Luís Figo revela intenção de concorrer à presidência da Fifa

Ex-jogador afirma ter apoio suficiente para formalizar candidatura. Prazo para protocolizar concorrência termina nesta quinta

O Estado de S. Paulo

28 de janeiro de 2015 | 11h44

Eleito pela Fifa como melhor jogador do mundo em 2001, o português Luís Figo revelou nesta quarta-feira que pretende concorrer à presidência da entidade. Em entrevista à emissora CNN, o ex-jogador de equipes como Real Madrid e Barcelona reclamou da reputação da instituição e disse que "o futebol merece coisa melhor". A eleição está marcada para o dia 29 de maio.

Figo garantiu ter apoio de pelo menos cinco federações nacionais, requisito obrigatório para formalizar sua concorrência ao cargo. O prazo para oficializar candidaturas termina nesta quinta-feira. Ele se junta a David Ginola, Jèrome Champagne, Michael van Praag e ao príncipe da Jordânia, Ali Bin Al Hussein, como potenciais candidatos. Além, é claro, de Joseph Blatter, que ocupa o cargo máximo do futebol mundial desde 1998.

"O futebol me deu muito ao longo da minha vida, e eu quero retribuir ao jogo de alguma forma", revelou o ex-meia de 42 anos, que recentemente foi eleito como o terceiro melhor jogador português de todos os tempos em votação popular promovida pela própria Federação Portuguesa, atrás apenas de Cristiano Ronaldo e Eusébio.

"Eu olho para a reputação da Fifa neste momento e não gosto do que vejo. O futebol merece coisa melhor. Nas últimas semanas, meses e até anos, vejo a imagem da Fifa se deteriorar", afirmou o mais novo potencial candidato à presidência da entidade.

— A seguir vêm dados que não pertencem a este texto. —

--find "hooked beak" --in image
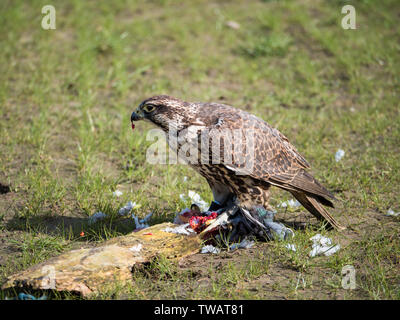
[131,108,143,122]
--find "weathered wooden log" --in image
[2,223,201,296]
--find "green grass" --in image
[0,0,400,299]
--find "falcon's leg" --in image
[207,181,235,211]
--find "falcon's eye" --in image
[142,104,156,113]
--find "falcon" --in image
[131,95,344,230]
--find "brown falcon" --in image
[131,95,344,229]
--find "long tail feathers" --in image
[291,191,346,230]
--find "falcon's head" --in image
[131,95,195,131]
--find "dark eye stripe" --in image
[142,104,156,113]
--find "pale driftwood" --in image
[2,223,201,296]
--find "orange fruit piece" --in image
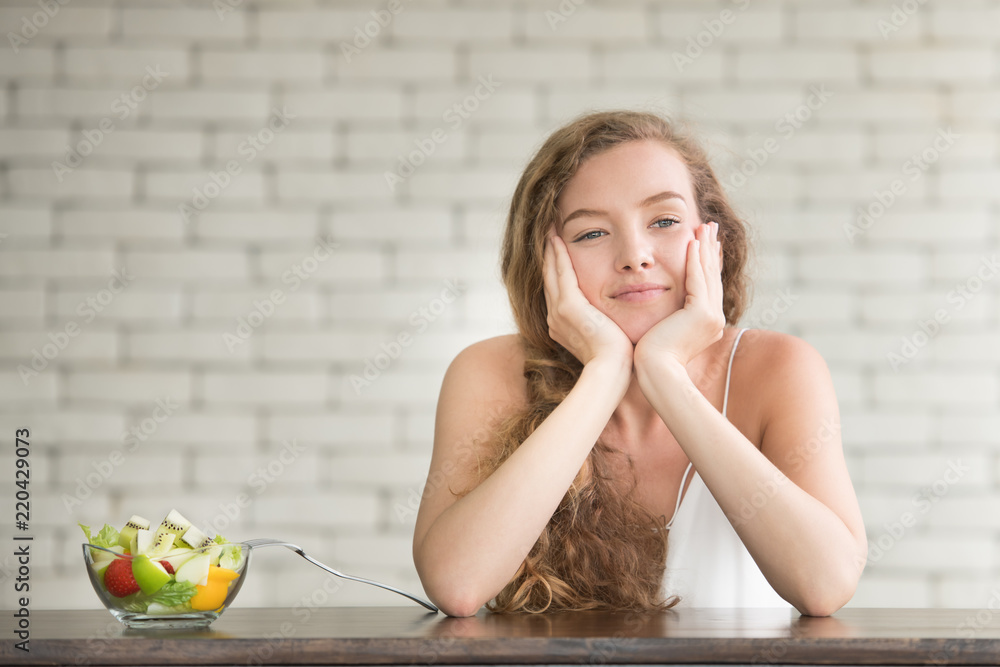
[190,565,240,611]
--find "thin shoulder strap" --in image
[664,328,747,528]
[722,327,747,417]
[664,462,691,529]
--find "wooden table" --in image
[7,606,1000,665]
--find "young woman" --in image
[413,111,867,616]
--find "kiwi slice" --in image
[118,514,149,549]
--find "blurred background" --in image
[0,0,1000,609]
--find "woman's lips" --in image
[612,283,667,302]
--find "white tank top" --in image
[663,329,792,609]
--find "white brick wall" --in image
[0,0,1000,608]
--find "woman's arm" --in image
[638,334,867,616]
[634,223,867,616]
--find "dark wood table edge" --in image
[11,637,1000,666]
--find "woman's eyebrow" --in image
[562,190,687,226]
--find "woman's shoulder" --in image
[733,329,836,422]
[445,334,526,402]
[452,334,524,373]
[738,329,826,375]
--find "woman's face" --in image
[556,140,702,343]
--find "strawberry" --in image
[104,558,139,598]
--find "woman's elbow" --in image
[424,586,483,617]
[793,567,860,616]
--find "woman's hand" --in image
[634,222,726,379]
[542,230,632,368]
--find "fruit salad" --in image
[80,510,244,616]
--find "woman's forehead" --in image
[556,140,695,210]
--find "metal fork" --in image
[243,537,438,611]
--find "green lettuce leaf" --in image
[76,523,118,549]
[148,581,198,607]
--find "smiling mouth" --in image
[612,285,667,302]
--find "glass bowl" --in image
[83,543,250,628]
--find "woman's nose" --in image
[618,234,654,271]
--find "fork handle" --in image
[244,540,440,612]
[298,551,440,612]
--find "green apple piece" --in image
[132,528,153,556]
[181,526,212,549]
[132,556,170,595]
[118,514,149,549]
[157,549,198,572]
[90,546,125,577]
[174,553,212,586]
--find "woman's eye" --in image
[653,218,681,229]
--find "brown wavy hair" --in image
[479,111,749,612]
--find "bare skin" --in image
[414,142,867,616]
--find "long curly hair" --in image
[479,111,749,612]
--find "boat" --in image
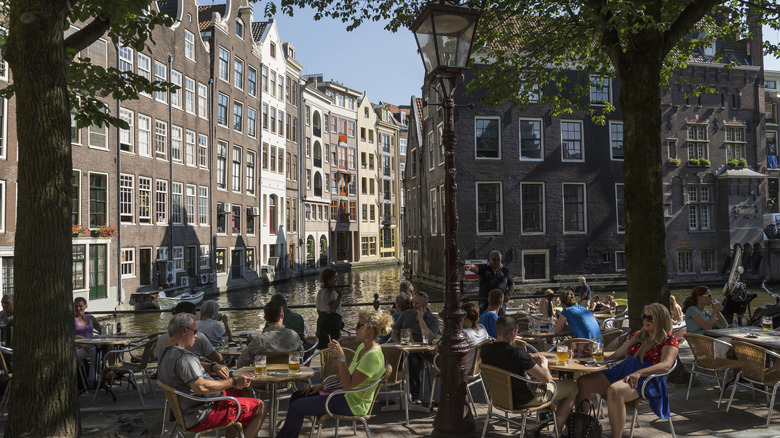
[152,291,206,310]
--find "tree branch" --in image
[65,15,111,53]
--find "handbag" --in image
[566,400,602,438]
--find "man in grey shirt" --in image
[236,301,303,368]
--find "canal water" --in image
[111,265,780,336]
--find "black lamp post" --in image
[411,1,479,437]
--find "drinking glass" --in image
[556,345,569,365]
[287,353,301,374]
[255,354,268,376]
[590,342,604,363]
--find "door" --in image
[89,244,108,300]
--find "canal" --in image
[108,265,780,336]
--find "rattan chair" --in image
[726,341,780,428]
[480,364,558,438]
[157,380,244,438]
[309,364,393,438]
[685,333,739,407]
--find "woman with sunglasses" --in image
[576,303,679,438]
[277,311,393,438]
[683,286,729,335]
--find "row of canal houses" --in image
[0,0,408,310]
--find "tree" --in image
[266,0,780,323]
[2,0,171,437]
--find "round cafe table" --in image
[233,364,314,438]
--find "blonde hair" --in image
[628,303,672,363]
[358,310,393,338]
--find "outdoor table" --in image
[381,342,436,425]
[233,364,314,438]
[704,326,780,350]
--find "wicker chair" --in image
[726,341,780,428]
[480,364,558,438]
[157,380,244,438]
[685,333,739,407]
[309,364,393,438]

Entre os potenciais candidatos, apenas Ginola e Figo são ex-jogadores. Champagne é diplomata e já ocupou o cargo de vice-secretário-geral da Fifa, enquanto van Praag é presidente da Federação Holandesa de Futebol. O Príncipe Ali, da Jordânia, também já ocupou cargos na instituição máxima do futebol, como vice-presidente representante da Ásia. De acordo com o membro do comitê eleitoral da Fifa, Dominico Scala, os postulantes precisam passar por um teste 'anti-corrupção'.

"Quanto mais eu falo com gente do futebol - como jogadores, treinadores e presidentes de associações - mais ouço que algo precisa ser feito", concluiu Luis Figo. Além de ter sido eleito o melhor jogador do mundo em 2001 e o terceiro melhor português de todos os tempos, o ex-jogador fez história ao vencer a Liga dos Campeões de 2002, pelo Real Madrid. Pela seleção, ele disputou as Copas de 2002 e 2006 e soma 127 aparições pela equipe nacional. Ele iniciou sua carreira no Sporting Lisboa e a encerrou na Inter de Milão, em 2009.